Researchers from the LKS Faculty of Medicine at the University of Hong Kong (HKUMed) have made a significant finding linking particular variants of the Epstein-Barr virus (EBV) to nasopharyngeal carcinoma (NPC). NPC is a form of cancer that is especially common in southern China, occurring 20 times more frequently than in non-endemic areas around the globe. These results, published in the journal PLoS Pathogens, lay the groundwork for further scientific inquiry and may lead to advancements in population screening and diagnostic methods.
NPC, often called ‘Cantonese Cancer,’ predominantly affects men aged 30 to 60 in southern China, which includes Guangdong and Hong Kong, as well as parts of Southeast Asia. The risk of developing NPC is linked to a combination of genetic factors, environmental influences, and viral infections. The researchers stress the importance of understanding how EBV contributes to the development of NPC, as the virus is completely associated with this type of cancer.
Background
EBV has long been recognized as having a close link to the onset of NPC. However, recent studies by primary investigators from HKUMed and Sun Yat-sen University Cancer Centre have uncovered that certain variants of EBV might increase the likelihood of developing NPC, which is usually diagnosed in its later stages. Early detection is crucial for improving survival rates and minimizing the long-term side effects of treatment, highlighting the need for ongoing research and increased public awareness about NPC contributing factors.

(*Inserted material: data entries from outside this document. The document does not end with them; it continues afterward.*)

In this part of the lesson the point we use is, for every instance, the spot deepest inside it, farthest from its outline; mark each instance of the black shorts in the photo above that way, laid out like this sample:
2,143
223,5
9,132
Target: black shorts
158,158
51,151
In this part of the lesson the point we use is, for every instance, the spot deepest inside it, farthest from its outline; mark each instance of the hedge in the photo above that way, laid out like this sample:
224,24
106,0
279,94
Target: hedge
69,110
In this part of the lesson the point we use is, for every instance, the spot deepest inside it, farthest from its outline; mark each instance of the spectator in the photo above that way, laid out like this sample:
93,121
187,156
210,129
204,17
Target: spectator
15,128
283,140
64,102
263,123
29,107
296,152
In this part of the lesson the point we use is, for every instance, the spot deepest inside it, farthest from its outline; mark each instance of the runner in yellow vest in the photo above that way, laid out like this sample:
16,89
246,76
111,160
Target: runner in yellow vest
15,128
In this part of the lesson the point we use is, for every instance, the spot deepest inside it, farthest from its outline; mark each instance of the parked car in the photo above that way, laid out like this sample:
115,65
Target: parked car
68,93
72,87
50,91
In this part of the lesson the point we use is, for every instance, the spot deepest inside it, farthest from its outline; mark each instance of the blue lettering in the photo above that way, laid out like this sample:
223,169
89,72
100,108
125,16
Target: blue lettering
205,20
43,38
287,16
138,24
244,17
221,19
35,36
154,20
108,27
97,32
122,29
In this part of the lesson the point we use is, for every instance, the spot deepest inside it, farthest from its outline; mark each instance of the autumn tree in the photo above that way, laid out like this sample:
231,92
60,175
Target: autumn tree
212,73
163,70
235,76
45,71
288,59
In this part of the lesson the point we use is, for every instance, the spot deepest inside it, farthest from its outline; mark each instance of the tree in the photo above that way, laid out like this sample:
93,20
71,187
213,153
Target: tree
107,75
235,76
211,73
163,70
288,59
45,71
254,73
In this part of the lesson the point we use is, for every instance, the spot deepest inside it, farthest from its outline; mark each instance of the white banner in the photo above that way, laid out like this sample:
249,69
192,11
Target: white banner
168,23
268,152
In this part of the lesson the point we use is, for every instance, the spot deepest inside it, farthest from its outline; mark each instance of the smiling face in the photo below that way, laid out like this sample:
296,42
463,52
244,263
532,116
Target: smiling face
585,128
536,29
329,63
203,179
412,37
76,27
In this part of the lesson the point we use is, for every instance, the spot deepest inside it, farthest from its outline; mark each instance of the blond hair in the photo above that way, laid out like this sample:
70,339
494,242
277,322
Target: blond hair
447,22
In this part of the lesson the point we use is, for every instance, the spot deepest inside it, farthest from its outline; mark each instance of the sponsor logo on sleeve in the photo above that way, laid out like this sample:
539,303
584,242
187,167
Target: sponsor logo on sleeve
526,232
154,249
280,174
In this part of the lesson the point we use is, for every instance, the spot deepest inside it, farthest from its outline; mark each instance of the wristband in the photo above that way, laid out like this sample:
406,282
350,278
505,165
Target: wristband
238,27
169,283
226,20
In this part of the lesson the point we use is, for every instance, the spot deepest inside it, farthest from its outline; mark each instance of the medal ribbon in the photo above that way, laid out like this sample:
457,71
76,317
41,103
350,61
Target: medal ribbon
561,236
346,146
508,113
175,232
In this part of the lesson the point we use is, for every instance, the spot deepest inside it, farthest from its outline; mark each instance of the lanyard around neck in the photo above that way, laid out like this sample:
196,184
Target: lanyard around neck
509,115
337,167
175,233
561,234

Research results and significance
The HKUMed research team carried out a meta-analysis of genome-wide association studies (GWAS), utilizing data from two groups in Hong Kong and one group from Guangdong province, totaling 279 EBV genomic sequences from NPC patients and 227 from healthy carriers in Hong Kong and southern China. The study found that a high-risk EBV haplotype was present in about 70% of NPC cases, in contrast to approximately 30% of the population carriers. The identification of nine genetic markers linked to a high-risk EBV lineage may assist in predicting NPC presence, paving the way for new screening and diagnostic approaches.
According to Professor Alan Chiang Kwok Shing, the lead investigator of the study from the Department of Paediatrics and Adolescent Medicine at HKUMed, recognizing a specific high-risk EBV lineage provides crucial information for future exploration into disease mechanisms and the development of targeted screening and diagnostic tests for NPC in regions where it is common, such as Hong Kong and southern China, ultimately enhancing patient care.
“Our analysis of substantial datasets from southern China validated the relationship between particular genetic variants near the EBER2 region of the EBV genome and NPC. These high-risk variants are closely associated and form a more extensive risk haplotype,” stated Professor Chiang.
About the research team
The investigation was led by Professor Alan Chiang Kwok Shing and co-investigator Professor Yang Wanling, both of whom are part of the Department of Paediatrics and Adolescent Medicine at HKUMed. Key research team members include Dr. Wong Ka-wo and Dr. Hui Kwai-fung. Other collaborating researchers include Professor Dora Kwong Lai-wan and Professor Maria Lung Li from the Department of Clinical Oncology at HKUMed.
Acknowledgements
This research was supported by the Health and Medical Research Fund from the Health Bureau of the HKSAR government and received assistance from the NPC Tissue Bank, which is part of the Research Grants Council Areas of Excellence (AoE) Scheme that provided additional samples related to NPC.